Local information about Breckenridge and Summit county real estate and information about what's going on in the County.
Wednesday, January 21, 2015
Forest Service releases environmental analysis of Breckenridge Ski Resort summer expansion
Nearly a year after first asking for public input, the White River National Forest released the draft environmental impact statement Friday, Jan. 16, for Breckenridge Ski Resort’s proposed expansion of recreation activities.
Officials now are seeking more comments on the analysis of the proposal, which aims to boost year-round recreational opportunities at the resort with zip lines, canopy tours, ropes challenge courses, new mountain biking and hiking trails, and an observation tower.
The 321-page analysis describes the proposed activities in detail as well as their potential effects on wildlife, alpine ecosystems and human resources.
As required by the National Environmental Policy Act, the document first analyzes a “no action” alternative, or what would happen if none of the proposed designs or activities was approved or completed.
Then the document analyzes the impacts of approving and implementing everything in the ski resort’s proposal. Finally, the analysis presents an in-between option, with some of the most controversial features removed based on public input and concerns raised by Forest Service and other agency professionals.
One of the features removed in the third option was the Sawmill Zip Line.
The ski resort proposed that zip line would start at the top of the Peak 8 SuperConnect lift and cross the Sawmill Gulch between Peaks 8 and 9 twice with 1 mile of cables. It would connect near the top of the Volunteer ski run and end on the Four O’Clock run near the Freeway terrain park and pipe entrance.
The third option also removed the Ore Bucket Canopy Tour, proposed to cross gladed terrain on Peak 7 with nine ziplines. The analysis added a canopy tour on Peak 7 to replace the one removed. The Claimjumper Canopy Tour would be 0.85 miles long and include eight zip lines south, or skiers’ right, of the Independence chair.
Officials also removed the highest, northernmost part of the 14 new miles of mountain biking trails proposed on Peak 7.
The ski resort proposed 1.5 miles of new hiking trails, each 4 feet wide, that would enter the bottom of the bowls on Peaks 7 and 8 as well as one that would access the lake at the bottom of the Lake Chutes above 6 Chair.
That last hiking trail was removed in the alternative proposed by the Forest Service as well as summer guest use of the 6 Chair and Imperial lifts.
The 30-foot-tall observation tower proposed for the bottom of Horseshoe Bowl on Peak 8 was moved in the alternative option to right next to the bomb cache about 500 feet north of the top of the Colorado SuperChair.
Forest Service officials said the project as a whole aims to offer a wide spectrum of natural resource-based activities and experiences for an increasingly diverse recreating public interested in visiting the resort.
“The ski areas on the White River National Forest are important gateways to public lands. We offer world-class recreational opportunities to millions of guests each year at these resorts. These new projects will allow the forest to better reach those visitors who may not be familiar with national forests or outdoor recreation and provide activities that cater to a wider range of forest users,” said Scott Fitzwilliams, forest supervisor, in a written statement.

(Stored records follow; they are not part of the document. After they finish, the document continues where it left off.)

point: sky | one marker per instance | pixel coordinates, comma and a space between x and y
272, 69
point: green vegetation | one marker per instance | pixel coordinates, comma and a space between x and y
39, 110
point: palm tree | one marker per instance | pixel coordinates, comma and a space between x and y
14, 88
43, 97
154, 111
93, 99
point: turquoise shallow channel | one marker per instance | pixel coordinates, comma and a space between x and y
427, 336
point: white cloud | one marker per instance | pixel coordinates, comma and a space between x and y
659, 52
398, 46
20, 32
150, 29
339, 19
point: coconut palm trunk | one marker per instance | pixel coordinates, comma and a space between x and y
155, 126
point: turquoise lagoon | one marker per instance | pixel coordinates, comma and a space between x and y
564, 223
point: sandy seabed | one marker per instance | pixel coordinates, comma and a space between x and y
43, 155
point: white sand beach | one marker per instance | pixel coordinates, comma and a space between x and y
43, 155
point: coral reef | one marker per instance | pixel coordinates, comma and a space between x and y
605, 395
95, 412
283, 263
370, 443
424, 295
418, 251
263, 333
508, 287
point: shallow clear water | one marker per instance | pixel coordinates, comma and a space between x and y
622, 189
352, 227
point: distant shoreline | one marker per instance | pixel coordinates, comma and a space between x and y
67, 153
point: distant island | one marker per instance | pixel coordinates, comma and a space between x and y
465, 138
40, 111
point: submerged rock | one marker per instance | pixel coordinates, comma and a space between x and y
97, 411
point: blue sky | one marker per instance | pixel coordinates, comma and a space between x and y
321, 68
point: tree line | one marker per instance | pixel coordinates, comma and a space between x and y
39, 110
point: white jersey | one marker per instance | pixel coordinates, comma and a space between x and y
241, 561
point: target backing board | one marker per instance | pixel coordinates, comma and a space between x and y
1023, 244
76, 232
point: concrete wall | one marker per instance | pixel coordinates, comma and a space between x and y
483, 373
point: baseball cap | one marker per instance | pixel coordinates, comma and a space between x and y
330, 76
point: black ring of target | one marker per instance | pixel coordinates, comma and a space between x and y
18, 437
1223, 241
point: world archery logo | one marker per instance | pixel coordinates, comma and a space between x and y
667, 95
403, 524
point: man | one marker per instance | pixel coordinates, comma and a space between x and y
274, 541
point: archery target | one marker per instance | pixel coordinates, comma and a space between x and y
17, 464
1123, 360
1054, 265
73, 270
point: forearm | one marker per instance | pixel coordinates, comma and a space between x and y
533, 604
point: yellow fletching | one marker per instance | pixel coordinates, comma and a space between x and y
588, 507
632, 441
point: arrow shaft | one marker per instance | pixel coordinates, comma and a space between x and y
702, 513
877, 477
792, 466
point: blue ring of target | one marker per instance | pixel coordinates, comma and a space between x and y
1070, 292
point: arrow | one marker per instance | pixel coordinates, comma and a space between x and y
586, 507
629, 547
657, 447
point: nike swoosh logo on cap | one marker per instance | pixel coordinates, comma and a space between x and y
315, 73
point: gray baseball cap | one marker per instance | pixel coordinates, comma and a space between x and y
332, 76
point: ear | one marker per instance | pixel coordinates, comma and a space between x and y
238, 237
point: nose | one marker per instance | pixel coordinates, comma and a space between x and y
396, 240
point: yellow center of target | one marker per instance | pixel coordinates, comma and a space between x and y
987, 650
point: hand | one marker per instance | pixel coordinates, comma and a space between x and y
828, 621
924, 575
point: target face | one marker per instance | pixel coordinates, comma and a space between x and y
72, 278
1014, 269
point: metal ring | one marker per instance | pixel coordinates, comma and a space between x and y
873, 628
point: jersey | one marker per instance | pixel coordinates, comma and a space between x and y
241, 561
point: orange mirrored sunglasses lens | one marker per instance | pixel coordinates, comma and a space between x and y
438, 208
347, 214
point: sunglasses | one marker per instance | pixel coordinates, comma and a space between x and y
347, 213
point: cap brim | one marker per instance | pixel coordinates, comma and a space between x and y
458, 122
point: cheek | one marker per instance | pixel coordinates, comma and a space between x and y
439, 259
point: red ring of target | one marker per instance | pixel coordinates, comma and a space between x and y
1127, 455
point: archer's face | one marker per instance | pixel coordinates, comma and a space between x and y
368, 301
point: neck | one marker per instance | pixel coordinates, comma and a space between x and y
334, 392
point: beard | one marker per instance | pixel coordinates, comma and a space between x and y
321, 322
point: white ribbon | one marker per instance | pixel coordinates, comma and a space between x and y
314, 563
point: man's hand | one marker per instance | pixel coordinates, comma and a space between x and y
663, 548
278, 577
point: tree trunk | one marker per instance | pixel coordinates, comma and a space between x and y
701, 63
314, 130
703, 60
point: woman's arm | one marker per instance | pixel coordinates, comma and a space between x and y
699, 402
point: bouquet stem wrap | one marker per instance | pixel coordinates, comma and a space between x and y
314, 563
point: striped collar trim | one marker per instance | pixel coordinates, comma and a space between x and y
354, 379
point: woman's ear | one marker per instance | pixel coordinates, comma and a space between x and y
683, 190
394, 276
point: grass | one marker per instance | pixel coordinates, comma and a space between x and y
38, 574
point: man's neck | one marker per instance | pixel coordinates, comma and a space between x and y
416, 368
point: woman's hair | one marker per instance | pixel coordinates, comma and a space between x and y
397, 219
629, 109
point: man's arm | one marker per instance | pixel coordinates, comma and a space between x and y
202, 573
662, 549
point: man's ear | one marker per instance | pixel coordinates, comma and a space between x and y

More public input during the 45-day comment period will help guide the decision-making process, Fitzwilliams wrote. He is charged with evaluating the project’s recreational benefits against its resource impacts and will make the final decision on the project.
A public open house on the proposal will be held at Mountain Thunder Lodge (50 Mountain Thunder Drive, Breckenridge, CO 80424) on Feb. 24, from 5 p.m. to 7 p.m. Representatives from the Forest Service and the resort will answer questions and provide more information on this project.
The Forest Service requests that people submitting comments include their names, addresses, email addresses and organization represented, if any, as well as the project’s title and specific facts, concerns, issues and supporting reasons for Fitzwilliams to consider.
Only those who submit timely and specific written public comments will be legally eligible to file an objection to the project decision.
The White River National Forest plans to issue a final environmental impact statement and project decision in late summer 2015.